Joseph Stanton, who has lived in Hawaiʻi since 1972, is a Professor of Art History and American Studies at the University of Hawaiʻi at Mānoa. His Ph.D. is from New York University. His books of poems are Moving Pictures (2019), Things Seen (2016), A Field Guide to the Wildlife of Suburban Oʻahu (2006), Cardinal Points (2002), Imaginary Museum: Poems on Art (1999), and What the Kite Thinks (1994). His other sorts of books include Looking for Edward Gorey (2011), Stan Musial: A Biography (2007), The Important Books: Children's Picture Books as Art and Literature (2005), and A Hawaiʻi Anthology (1997).
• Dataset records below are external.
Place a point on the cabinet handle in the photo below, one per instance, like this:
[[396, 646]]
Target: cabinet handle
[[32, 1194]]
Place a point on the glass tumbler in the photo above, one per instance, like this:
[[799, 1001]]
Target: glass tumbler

He has a special interest in the book illustrations of Jean Charlot. He occasionally teaches poetry workshops at Poets House (in New York City) and at the Honolulu Museum of Art.
Jean Trapido-Rosenthal was born and raised in Hawaiʻi. She received her Bachelor's degree in Art History from Pomona College, and her Master's degree at the University of California, Santa Barbara, specializing in American art. She served as registrar, docent educator, and curator at the Bermuda National Gallery, in Hamilton, Bermuda, as well as development associate at the Bermuda Biological Station for Research. Currently she serves as an interpretive guide at Shangri La, the Diamond Head estate of the late Doris Duke.
Laura Warfield is a paralegal for a Honolulu law firm. Born in Pennsylvania, she has lived in Hawaiʻi for over thirty years. She has a B.A. in history from Fordham University's College at Lincoln Center.
Allison Wong is currently the Deputy Director at the Honolulu Museum of Art (HoMA). Her responsibilities include overseeing buildings and grounds for three campuses, as well as earned revenue including that of the Museum’s Shop and Café, Security, IT and Development. Prior to her current position at HoMA, Ms. Wong was the Executive Director of The Contemporary Museum (TCM) where she successfully worked on the merger of The Contemporary Museum and the Honolulu Academy of Arts. Ms. Wong was familiar to TCM where for more than ten years she held the position of Associate Curator and also served as the Curator of Exhibitions at First Hawaiian Center. Previously, Ms. Wong was Director of the Art in Public Places Program and the Hawaiʻi State Art Museum at the Hawaiʻi State Foundation on Culture and the Arts. Ms. Wong has also worked as an art consultant to architects, designers, developers, and private individuals. For her clients, she developed customized art programs that included planning and implementation from concept development through acquisition and installation of works by local and national artists.